• 3 Responses to i admit

    1. Me too
      December 14, 2016 at 4:01 pm

      I felt it and I know better than to go running after it, in other people. It’s gone. It sparked, burned bright as the sun and then imploded in one tragic action. Why? That is what I will be asking forever. I can’t go back and I’m not going to wallow. i will build my life and I will be happy – but I will know that something that should have and could have been possible is missing and I have to exist that way. Good luck to you .

    2. Me to KSL
      December 15, 2016 at 9:14 am

      Why do you think I have not felt it?
      Love does not always conquer all. Things like fear and doubt can squash it.
      I do not want that to happen for a second time.

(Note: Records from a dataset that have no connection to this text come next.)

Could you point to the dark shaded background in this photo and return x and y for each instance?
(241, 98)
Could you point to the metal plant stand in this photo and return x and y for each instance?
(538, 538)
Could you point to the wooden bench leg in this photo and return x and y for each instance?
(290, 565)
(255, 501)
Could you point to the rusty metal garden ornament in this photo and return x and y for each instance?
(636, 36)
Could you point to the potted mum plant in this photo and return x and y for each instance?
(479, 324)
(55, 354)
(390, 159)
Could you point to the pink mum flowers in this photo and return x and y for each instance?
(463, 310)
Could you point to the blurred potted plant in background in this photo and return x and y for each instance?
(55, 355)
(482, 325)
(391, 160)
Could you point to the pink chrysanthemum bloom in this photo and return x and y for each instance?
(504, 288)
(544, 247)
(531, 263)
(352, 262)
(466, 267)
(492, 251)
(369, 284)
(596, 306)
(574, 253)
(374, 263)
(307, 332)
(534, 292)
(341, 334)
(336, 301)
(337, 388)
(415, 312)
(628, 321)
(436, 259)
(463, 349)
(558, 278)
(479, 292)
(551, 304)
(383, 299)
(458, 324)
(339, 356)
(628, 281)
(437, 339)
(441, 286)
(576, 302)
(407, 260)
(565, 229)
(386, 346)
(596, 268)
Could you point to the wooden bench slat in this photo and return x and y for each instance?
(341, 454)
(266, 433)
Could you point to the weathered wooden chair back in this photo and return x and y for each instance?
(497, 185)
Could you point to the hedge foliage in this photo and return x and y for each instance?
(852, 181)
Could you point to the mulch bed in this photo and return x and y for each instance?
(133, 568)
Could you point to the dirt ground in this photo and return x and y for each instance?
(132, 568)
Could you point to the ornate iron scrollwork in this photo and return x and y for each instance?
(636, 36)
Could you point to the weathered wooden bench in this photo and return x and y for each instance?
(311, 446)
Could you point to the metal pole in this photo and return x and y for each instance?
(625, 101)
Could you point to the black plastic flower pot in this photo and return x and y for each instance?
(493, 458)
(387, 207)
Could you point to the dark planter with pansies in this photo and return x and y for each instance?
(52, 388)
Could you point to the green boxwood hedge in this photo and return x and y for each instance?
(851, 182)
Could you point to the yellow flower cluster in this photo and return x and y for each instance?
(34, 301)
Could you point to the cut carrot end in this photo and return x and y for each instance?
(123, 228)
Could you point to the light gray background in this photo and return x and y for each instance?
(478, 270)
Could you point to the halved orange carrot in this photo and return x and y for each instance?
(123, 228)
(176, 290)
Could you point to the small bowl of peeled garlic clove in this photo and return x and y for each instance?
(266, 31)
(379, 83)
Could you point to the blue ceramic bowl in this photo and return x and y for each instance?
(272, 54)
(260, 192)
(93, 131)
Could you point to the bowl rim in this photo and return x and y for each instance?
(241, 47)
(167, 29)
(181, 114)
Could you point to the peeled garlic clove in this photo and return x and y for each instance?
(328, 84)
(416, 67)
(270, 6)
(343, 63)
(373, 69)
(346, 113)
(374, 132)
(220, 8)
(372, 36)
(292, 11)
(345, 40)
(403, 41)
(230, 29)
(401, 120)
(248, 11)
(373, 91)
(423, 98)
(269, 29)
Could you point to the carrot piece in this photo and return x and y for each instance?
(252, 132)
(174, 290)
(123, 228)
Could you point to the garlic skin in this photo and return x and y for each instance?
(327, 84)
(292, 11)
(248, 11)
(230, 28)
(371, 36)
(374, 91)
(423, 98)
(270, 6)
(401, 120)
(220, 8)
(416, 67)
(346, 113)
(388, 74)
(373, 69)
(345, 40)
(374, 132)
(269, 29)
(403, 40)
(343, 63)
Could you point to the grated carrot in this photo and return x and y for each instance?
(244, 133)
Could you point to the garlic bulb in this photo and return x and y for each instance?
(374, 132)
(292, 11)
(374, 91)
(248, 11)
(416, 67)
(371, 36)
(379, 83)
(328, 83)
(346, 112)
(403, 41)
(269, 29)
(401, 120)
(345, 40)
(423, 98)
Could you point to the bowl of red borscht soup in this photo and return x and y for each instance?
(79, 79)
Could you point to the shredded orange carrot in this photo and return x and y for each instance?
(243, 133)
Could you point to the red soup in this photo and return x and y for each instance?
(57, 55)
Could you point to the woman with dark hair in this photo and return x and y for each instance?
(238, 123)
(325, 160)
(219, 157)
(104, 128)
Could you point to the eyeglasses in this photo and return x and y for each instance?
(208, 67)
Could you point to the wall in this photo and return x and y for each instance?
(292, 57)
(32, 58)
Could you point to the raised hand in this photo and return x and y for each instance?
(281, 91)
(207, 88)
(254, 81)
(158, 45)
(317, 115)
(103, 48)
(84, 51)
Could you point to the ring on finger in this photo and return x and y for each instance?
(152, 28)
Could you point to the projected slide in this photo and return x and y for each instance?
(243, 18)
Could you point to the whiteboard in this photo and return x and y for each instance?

    3. Deep down we all know the truth
      December 19, 2016 at 3:04 pm

      After all is said & done I still believe in the feelings we so lovingly had for the one who we write here too? She was right in alot of what she said regarding me. I don’t deny that. I never will. When people asked me in the past I told the truth & that’s not easy when it’s the woman who you hurt emotionally. I was too mind you. I lost myself & her in doing so. I hope she remembers that in the beginning I found a lost woman to which I never gave up upon yet when the roles reversed….gone. I could say so much to her yet here I am wanting only the best for her.